If the current token is not a doctype, this method may panic.
fn set_self_closing(&mut self)
fn set_self_closing(&mut self)
Assuming the current token is a start tag, set the self-closing flag.
If the current token is not a start or end tag, this method may panic.
If the current token is an end tag, the emitter should emit the
crate::Error::EndTagWithTrailingSolidus error.
fn set_force_quirks(&mut self)
fn set_force_quirks(&mut self)
Assuming the current token is a doctype, set its “force quirks” flag to true.
If the current token is not a doctype, this method pay panic.
fn push_tag_name(&mut self, s: &[u8])
fn push_tag_name(&mut self, s: &[u8])
Assuming the current token is a start/end tag, append a string to the current tag’s name.
If the current token is not a start or end tag, this method may panic.
fn push_comment(&mut self, s: &[u8])
fn push_comment(&mut self, s: &[u8])
Assuming the current token is a comment, append a string to the comment’s contents.
If the current token is not a comment, this method may panic.
fn push_doctype_name(&mut self, s: &[u8])
fn push_doctype_name(&mut self, s: &[u8])
Assuming the current token is a doctype, append a string to the doctype’s name.
If the current token is not a doctype, this method may panic.
fn init_doctype(&mut self)
fn init_doctype(&mut self)
Set the current token to a new doctype token:
- the name should be empty
- the “public identifier” should be null (different from empty)
- the “system identifier” should be null (different from empty)
- the “force quirks” flag should be
false
fn init_attribute(&mut self)
fn init_attribute(&mut self)
Set the current attribute to a new one, starting with empty name and value strings.
The old attribute, if any, should be put on the current token. If an attribute with that
name already exists, WHATWG says the new one should be ignored and a
crate::Error::DuplicateAttribute error should be emitted.
If the current token is an end tag token, a crate::Error::EndTagWithAttributes error should be
emitted.
If the current token is no tag at all, this method may panic.
fn push_attribute_name(&mut self, s: &[u8])
fn push_attribute_name(&mut self, s: &[u8])
Append a string to the current attribute’s name.
If there is no current attribute, this method may panic.
fn push_attribute_value(&mut self, s: &[u8])
fn push_attribute_value(&mut self, s: &[u8])
Append a string to the current attribute’s value.
If there is no current attribute, this method may panic.
fn set_doctype_public_identifier(&mut self, value: &[u8])
fn set_doctype_public_identifier(&mut self, value: &[u8])
Assuming the current token is a doctype, set its “public identifier” to the given string.
If the current token is not a doctype, this method may panic.
fn set_doctype_system_identifier(&mut self, value: &[u8])
fn set_doctype_system_identifier(&mut self, value: &[u8])
Assuming the current token is a doctype, set its “system identifier” to the given string.
If the current token is not a doctype, this method may panic.
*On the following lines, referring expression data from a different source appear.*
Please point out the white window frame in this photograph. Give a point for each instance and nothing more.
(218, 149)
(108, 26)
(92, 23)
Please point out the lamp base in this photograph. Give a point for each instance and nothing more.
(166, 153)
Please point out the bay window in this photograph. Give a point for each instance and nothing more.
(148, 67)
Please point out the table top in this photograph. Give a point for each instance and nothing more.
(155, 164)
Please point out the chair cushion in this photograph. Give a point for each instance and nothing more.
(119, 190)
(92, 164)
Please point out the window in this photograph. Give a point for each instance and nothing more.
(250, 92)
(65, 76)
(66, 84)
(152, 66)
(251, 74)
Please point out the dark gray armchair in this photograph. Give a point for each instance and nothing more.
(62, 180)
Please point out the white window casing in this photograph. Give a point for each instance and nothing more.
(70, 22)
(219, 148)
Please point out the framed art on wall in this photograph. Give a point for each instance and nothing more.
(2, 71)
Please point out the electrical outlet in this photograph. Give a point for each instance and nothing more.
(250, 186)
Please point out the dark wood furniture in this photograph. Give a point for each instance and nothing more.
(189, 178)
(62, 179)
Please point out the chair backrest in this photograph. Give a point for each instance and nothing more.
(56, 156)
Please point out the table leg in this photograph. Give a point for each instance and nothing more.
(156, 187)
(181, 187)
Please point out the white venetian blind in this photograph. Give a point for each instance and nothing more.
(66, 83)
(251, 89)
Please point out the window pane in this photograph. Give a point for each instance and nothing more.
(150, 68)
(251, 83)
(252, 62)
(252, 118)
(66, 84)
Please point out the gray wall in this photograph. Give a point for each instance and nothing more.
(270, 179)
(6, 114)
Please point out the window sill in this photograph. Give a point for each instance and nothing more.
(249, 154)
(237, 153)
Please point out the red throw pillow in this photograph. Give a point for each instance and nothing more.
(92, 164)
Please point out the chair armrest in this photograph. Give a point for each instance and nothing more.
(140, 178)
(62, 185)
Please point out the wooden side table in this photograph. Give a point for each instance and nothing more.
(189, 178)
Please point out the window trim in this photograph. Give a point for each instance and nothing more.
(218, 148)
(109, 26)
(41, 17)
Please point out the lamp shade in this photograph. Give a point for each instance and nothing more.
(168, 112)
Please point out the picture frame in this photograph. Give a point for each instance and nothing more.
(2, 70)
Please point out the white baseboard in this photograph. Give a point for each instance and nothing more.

fn push_doctype_public_identifier(&mut self, s: &[u8])
fn push_doctype_public_identifier(&mut self, s: &[u8])
Assuming the current token is a doctype, append a string to its “public identifier” to the given string.
If the current token is not a doctype, this method may panic.
fn push_doctype_system_identifier(&mut self, s: &[u8])
fn push_doctype_system_identifier(&mut self, s: &[u8])
Assuming the current token is a doctype, append a string to its “system identifier” to the given string.
If the current token is not a doctype, this method may panic.
fn current_is_appropriate_end_tag_token(&mut self) -> bool
fn current_is_appropriate_end_tag_token(&mut self) -> bool
Return true if all of these hold. Return false otherwise.
- the current token is an end tag
- the last start tag exists
- the current end tag token’s name equals to the last start tag’s name.
See also WHATWG’s definition of “appropriate end tag token”.
Provided Methods
fn adjusted_current_node_present_but_not_in_html_namespace(&mut self) -> bool
fn adjusted_current_node_present_but_not_in_html_namespace(&mut self) -> bool
By default, this always returns false and thus all CDATA sections are tokenized as bogus comments.